Emmanuel further faulted regulators for weak quality control.
“The regulator still does not have fast labs at ports to test product integrity. Meanwhile, Dangote has one of the best labs globally, fully compliant with the PIA,”he said.
He warned that allowing unverified imports to compete with compliant local refining undermines fair competition.
“Competition should not come from marketers importing products whose quality the regulator cannot verify,”he said.
Emmanuel stressed that accurate fuel consumption data is critical for planning.
“Daily consumption data determines whether Nigeria needs more refineries, FX inflows and outflows, and balance of trade. If there’s no integrity in that data, government planning is stifled,”* he said.
On NNPCL’s pricing strategy, Emmanuel said the company lacks scale and is already operating at a disadvantage.
“NNPC was supposed to acquire 20 per cent equity in Dangote Refinery but ended up with 7.2 per cent. That was a terrible decision,” he said.
He added, “The so-called government-owned refineries are not operating. $3 billion was spent in six years and nothing came out of it.”
Emmanuel said NNPCL cannot sustain price cuts without incurring losses.
“If NNPC keeps reducing prices to compete with Dangote, they will operate at a loss just to keep up appearances,”he warned.
On the future of Nigeria’s moribund refineries, Emmanuel was unequivocal.
“Those refineries are dead.
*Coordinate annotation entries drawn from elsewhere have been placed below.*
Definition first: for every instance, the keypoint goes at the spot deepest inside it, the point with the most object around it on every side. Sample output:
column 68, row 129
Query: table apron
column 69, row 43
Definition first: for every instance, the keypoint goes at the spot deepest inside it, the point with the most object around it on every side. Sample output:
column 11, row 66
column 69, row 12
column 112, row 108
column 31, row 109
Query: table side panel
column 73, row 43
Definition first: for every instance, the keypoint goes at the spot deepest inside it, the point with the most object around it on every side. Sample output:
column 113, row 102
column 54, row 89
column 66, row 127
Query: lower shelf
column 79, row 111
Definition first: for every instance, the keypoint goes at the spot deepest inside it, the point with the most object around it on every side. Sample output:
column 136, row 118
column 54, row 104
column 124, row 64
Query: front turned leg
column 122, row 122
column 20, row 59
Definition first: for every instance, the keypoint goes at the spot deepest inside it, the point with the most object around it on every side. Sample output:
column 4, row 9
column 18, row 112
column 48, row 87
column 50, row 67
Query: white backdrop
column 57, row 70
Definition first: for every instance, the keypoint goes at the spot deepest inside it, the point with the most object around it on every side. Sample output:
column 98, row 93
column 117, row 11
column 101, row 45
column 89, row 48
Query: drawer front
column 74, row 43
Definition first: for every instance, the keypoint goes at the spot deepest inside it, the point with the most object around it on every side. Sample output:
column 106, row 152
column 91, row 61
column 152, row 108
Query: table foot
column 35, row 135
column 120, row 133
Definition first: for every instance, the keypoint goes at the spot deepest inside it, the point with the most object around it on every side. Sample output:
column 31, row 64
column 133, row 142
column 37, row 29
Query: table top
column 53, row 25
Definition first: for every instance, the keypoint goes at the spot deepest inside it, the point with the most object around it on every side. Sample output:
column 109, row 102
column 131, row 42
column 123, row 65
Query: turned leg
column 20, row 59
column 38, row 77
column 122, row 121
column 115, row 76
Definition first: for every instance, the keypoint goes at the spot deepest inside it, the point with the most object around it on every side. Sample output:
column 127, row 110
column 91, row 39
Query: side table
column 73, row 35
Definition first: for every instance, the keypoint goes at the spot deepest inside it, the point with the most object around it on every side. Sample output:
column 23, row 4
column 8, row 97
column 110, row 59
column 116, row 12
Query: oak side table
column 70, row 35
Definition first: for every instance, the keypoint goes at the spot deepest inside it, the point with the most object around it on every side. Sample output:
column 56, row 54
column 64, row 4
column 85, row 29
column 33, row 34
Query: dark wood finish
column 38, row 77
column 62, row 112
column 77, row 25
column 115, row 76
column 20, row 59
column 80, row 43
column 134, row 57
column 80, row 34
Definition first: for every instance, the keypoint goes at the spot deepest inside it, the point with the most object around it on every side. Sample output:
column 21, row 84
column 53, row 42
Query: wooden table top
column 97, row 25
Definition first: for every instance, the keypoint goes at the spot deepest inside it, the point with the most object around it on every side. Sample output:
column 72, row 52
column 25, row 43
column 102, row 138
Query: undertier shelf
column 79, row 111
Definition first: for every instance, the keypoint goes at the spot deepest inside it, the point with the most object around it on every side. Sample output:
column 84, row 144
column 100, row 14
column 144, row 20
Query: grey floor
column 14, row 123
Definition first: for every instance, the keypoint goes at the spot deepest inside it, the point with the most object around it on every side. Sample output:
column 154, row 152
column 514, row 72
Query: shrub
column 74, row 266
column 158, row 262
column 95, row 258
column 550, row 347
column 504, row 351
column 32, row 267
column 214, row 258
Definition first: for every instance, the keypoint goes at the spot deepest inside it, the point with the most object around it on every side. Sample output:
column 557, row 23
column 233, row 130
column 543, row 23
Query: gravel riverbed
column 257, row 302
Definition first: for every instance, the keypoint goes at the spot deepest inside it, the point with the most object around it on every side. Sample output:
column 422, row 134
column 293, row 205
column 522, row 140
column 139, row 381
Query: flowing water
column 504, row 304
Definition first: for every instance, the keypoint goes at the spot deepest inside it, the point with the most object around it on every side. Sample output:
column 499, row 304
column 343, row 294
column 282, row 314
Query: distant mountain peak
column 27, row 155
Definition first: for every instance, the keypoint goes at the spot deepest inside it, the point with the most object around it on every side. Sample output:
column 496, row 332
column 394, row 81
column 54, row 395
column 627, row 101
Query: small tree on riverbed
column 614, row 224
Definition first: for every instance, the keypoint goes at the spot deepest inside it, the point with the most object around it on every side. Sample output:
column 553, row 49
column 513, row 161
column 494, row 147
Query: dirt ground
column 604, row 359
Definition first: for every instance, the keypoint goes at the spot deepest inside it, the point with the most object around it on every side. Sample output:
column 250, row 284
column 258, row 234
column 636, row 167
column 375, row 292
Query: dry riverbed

They are not coming back to life,” he said.
He questioned the logic of further state investment.
“The $3 billion spent on turnaround maintenance is equivalent to about ₦4.5 trillion, nearly Nigeria’s entire defence budget,”he said.
Emmanuel blamed political interference for NNPC’s struggles.
“There is too much interference from the State House. NNPC should be allowed to run as a proper company and face the market,”he said.
He concluded that investors would naturally prefer new, efficient assets.
“Which sensible company would invest in old NNPC refineries when there is a brand-new refinery in Lagos?”he asked.